1000 Friends of Florida invokes the popular governor’s legacy, calling for more rigorous growth management.
By Noah Vinsky
Original Air Date: September 27, 2024
Host: An environmental group is praising the achievements of the late Governor Bob Graham for planning in Florida. That nostalgic view of past achievements contrasts with recent and current trends in planning in the state. WSLR’s Noah Vinsky reports.
Noah Vinsky: Visionary and detail-oriented with a hands-off management style — these were three attributes of late Florida governor and United States senator Bob Graham, who passed away this April at the age of 87.
1000 Friends of Florida, an environmental advocacy organization, hosted a webinar Wednesday afternoon to honor Graham’s legacy and impact on Florida’s planning policy framework.
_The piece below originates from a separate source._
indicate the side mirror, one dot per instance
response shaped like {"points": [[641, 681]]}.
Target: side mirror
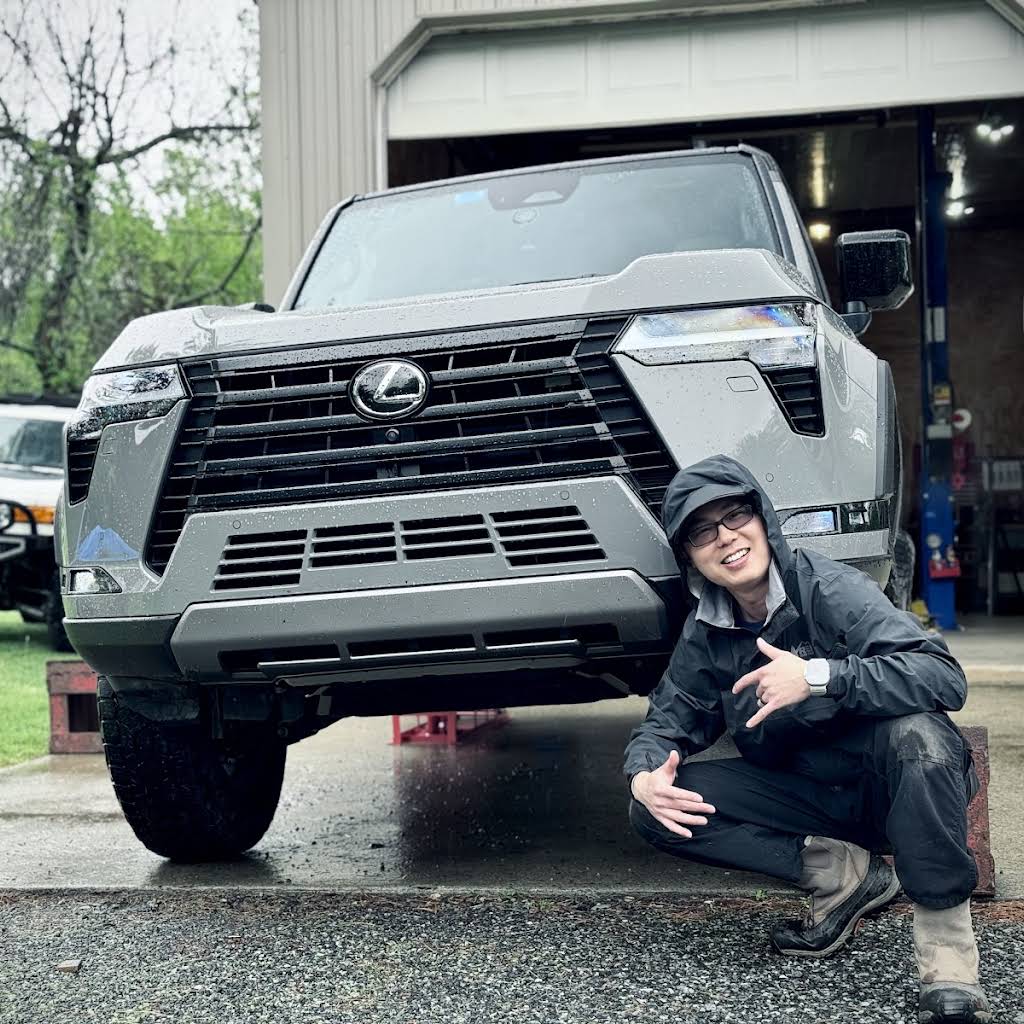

Bob Rhodes, a former 1000 Friends of Florida , discussed some of the landmark events from Graham’s governorship. That included the formation of the Environmental Land Study Committee, known as ELMS, which created a tiered system of state, regional, and local environmental plans.
Bob Graham
Bob Rhodes: This task force developed significant recommendations to strengthen regional and state planning, and which furrowed the ground for the work of a second ELMS committee. That would be ELMS 2, which I chaired. Before he announced the creation of ELMS 2, Governor Graham asked me to come to his office, and we had the conversation about goals, and he looked at me and he said, “Bob, put your helmet on. This group is going to be the most diverse I’ve yet appointed. Every major interest group will be represented. It will be bipartisan. It will include legislative leaders.” And then he paused and he said, “It’s also going to include John DeGrove and Nat Reed,” the co-founders, of course, of A Thousand Friends of Florida.
NV: Rhodes called Florida a “growth magnet” in the late 1960s that suffered from a lack of local planning programs. This began to change under Graham’s leadership, when in 1972, he co-sponsored a set of planning and environmental legislation, including the Environmental Land and Water Act, as well as the Water Resources Act. Rhodes said that Graham “took charge” of the issue.
BR: And with the watershed 1970 election, new state leaders Governor Rubin Askew, Speaker Dick Pettigrew, Representative Buddy McKay, and newly elected State Senator Bob Graham, who were sensitive to the challenges and demands of new growth, took charge. Conferences were convened, task forces appointed, studies begun to develop a path forward.
NV: Florida now looks a lot different than Florida fifty years ago. Recent administrations have dismantled much of the planning process. Board member Victoria Tschinkel emphasized the continuous need for growth management in the midst of a statewide population boom.
Victoria Tschinkel: Now it’ll probably appear to you that we didn’t quite finish the job. So defensively I’m going to remind you that Florida is desperately fragile, and the demands placed on it are directly proportional to the growing population. When Bob Graham left office at the beginning of 1987, the population was 11.6 million. In 2023 — let’s pretend that’s now — it had doubled to 22.5 million. Doubled. So we understand that if elected officials don’t keep up day-to-day with the demands of Florida’s environment and needs for growth management, and the citizens don’t, we’re sunk.
NV: This has been Noah Vinsky reporting for WSLR News.